Method B is based on the ultimate impact of that use on the Colorado River downstream of the use – for the Upper Basin, for example, at Lee Ferry, or for Arizona at the confluence of the Gila and the Colorado near Yuma. This is the “stream depletion theory”.
Those might sound so similar that the differences are trivial. And at localized scales they are. But, as Eric explained in yesterday’s post, with a classically Eric Kuhn working out of the mathematical details (I love collaborating with this guy – he shows his work!) at the scale of the Lower Colorado River Basin the differences amount to nearly 2 million acre feet of water.
Under Method A, Lower Basin use is more than 10.1 million acre feet per year, well above its Colorado River Compact allocation of 8.5 million acre feet. This is the methodology the Colorado Water Conservation Board staff used in its now-famous PowerPoint slide purporting to demonstrate that the Lower Basin is using more than its legally allotted share of the Colorado.
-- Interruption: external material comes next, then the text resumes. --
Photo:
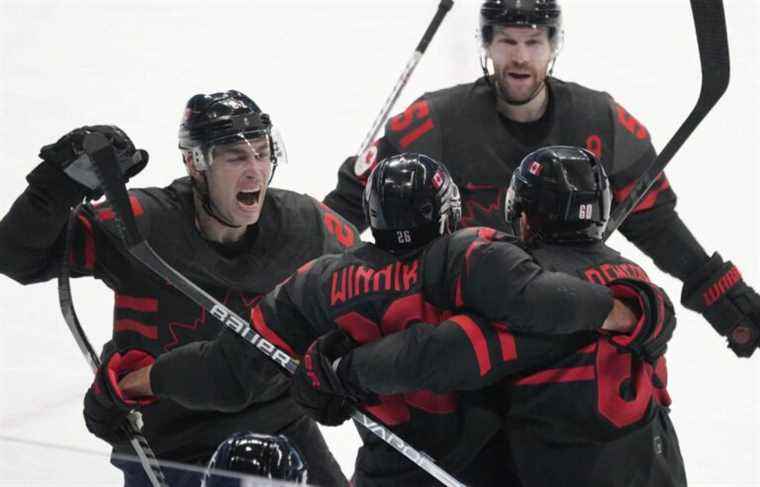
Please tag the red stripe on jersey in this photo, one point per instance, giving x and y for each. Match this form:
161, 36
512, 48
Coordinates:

But under Method B, Lower Basin use is some 8.3 million acre feet – less than its Compact allocation. Importantly, Method B is the method adopted by the Upper Basin Compact, and therefore the method used in the Upper Basin’s management of its share of the river.
LET’S BE HONEST ABOUT THE UNCERTAINTIES
To be clear, Eric and I are not arguing in favor of A or B. We are arguing, as we did in our book Science be Dammed(we spent chunks of three chapters on this question), that the lack of an agreement over the definition of “beneficial consumptive use” remains a genuine and important unresolved uncertainty in the Law of the River, and our discussions of the future management of the Colorado River need to acknowledge that uncertainty, not pretend that it does not exist.
This is what I, as a stakeholder whose community depends on the Colorado River, expect of those leading the interstate effort – public honesty about the genuine risks and uncertainties we face.